High-dose radiation may be as equally effective as surgery in treating aggressive prostate cancer, a new study finds.
Prostate cancer is the most common malignancy among men in the U.S., and is their second leading cause of cancer death. Nearly 180,000 new cases will diagnosed this year and 26,120 men are expected to die from the disease.
In the past oncologists suggested that surgery and radiation-based treatments offer equivalent outcomes. However, optimal treatment for prostate cancer patients remains controversial, in part because technologies and treatment strategies are continually improving over time.
The aggressiveness of prostate cancer is dependent on many factors, one of which is the Gleason score–a grading system of how aggressive the disease appears under the microscope.

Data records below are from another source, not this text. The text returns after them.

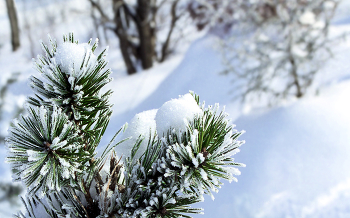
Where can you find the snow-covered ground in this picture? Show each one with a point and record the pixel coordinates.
(297, 154)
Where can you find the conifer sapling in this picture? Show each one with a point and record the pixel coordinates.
(169, 158)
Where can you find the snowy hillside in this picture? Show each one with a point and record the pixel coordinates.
(296, 155)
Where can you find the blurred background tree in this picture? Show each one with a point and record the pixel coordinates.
(12, 14)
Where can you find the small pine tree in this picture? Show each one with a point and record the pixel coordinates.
(53, 149)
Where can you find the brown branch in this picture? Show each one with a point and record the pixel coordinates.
(99, 9)
(174, 19)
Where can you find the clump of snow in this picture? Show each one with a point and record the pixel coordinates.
(307, 18)
(144, 125)
(176, 114)
(70, 56)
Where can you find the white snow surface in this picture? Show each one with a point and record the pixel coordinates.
(176, 114)
(296, 155)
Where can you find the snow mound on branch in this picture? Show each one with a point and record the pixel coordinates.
(70, 56)
(176, 114)
(144, 125)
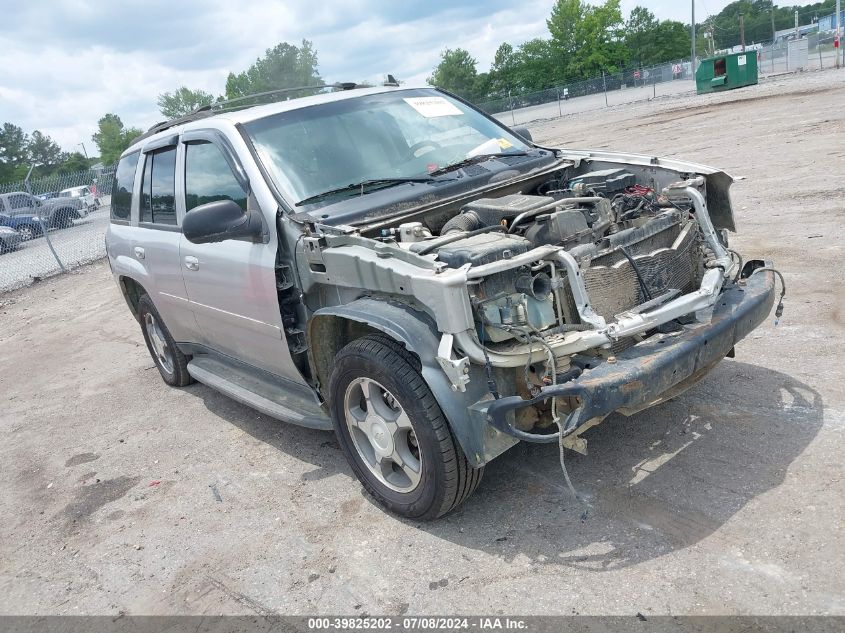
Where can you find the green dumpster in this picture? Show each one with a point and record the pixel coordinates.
(726, 72)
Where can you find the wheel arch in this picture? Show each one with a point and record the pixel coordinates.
(331, 329)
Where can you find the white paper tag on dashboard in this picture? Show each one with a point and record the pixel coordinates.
(431, 107)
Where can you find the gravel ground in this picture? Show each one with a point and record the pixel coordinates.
(122, 495)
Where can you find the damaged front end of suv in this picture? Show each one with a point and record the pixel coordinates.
(603, 284)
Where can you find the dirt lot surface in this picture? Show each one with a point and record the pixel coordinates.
(122, 495)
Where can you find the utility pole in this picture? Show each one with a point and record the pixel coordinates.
(838, 40)
(692, 28)
(772, 13)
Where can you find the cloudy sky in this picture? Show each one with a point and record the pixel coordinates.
(65, 63)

According to researchers, this is the first study of its time that directly compared outcomes of both treatments to patients with cancers whose high Gleason scores indicate they are highly aggressive.
Researchers at the UCLA Jonsson Comprehensive Cancer Center in Los Angeles looked at 487 such prostate cancer treatment between 2000 and 2013 at that center as well as two others in the area.

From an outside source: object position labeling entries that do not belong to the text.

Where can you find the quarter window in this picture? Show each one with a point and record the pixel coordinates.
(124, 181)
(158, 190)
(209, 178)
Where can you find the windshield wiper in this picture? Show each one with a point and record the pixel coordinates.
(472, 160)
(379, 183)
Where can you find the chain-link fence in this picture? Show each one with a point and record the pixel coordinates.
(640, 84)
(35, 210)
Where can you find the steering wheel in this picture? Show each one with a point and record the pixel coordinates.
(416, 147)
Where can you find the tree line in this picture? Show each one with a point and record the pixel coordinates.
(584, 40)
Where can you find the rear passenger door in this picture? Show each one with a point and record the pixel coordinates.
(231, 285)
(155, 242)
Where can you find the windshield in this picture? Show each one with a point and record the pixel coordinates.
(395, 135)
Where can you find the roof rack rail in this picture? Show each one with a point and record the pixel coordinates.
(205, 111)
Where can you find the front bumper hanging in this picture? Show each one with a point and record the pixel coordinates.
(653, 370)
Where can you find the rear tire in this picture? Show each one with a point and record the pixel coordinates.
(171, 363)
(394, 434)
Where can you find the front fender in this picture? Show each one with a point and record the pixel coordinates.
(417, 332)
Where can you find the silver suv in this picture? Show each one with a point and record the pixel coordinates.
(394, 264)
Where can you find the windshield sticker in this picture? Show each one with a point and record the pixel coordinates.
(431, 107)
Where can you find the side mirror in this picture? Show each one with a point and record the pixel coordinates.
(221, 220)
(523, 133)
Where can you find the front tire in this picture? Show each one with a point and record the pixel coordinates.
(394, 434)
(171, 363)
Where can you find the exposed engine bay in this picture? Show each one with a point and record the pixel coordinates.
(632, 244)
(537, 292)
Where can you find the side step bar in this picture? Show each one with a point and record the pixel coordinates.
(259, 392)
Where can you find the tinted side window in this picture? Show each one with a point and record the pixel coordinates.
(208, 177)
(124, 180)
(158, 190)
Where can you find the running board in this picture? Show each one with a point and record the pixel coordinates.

The study showed that that radiation-based treatments and surgery are equally effective for aggressive prostate cancer. In addition, it was also found that a particular form of radiotherapy, consisting of external radiation followed by brachytherapy (a type of radiation in which a radioactive source is placed into the tumor directly) provides the best chance of preventing the spread of the disease.
This was the first study to directly compare the outcomes of patients treated with surgery and radiation, the researchers say of their study, which appears in European Urology.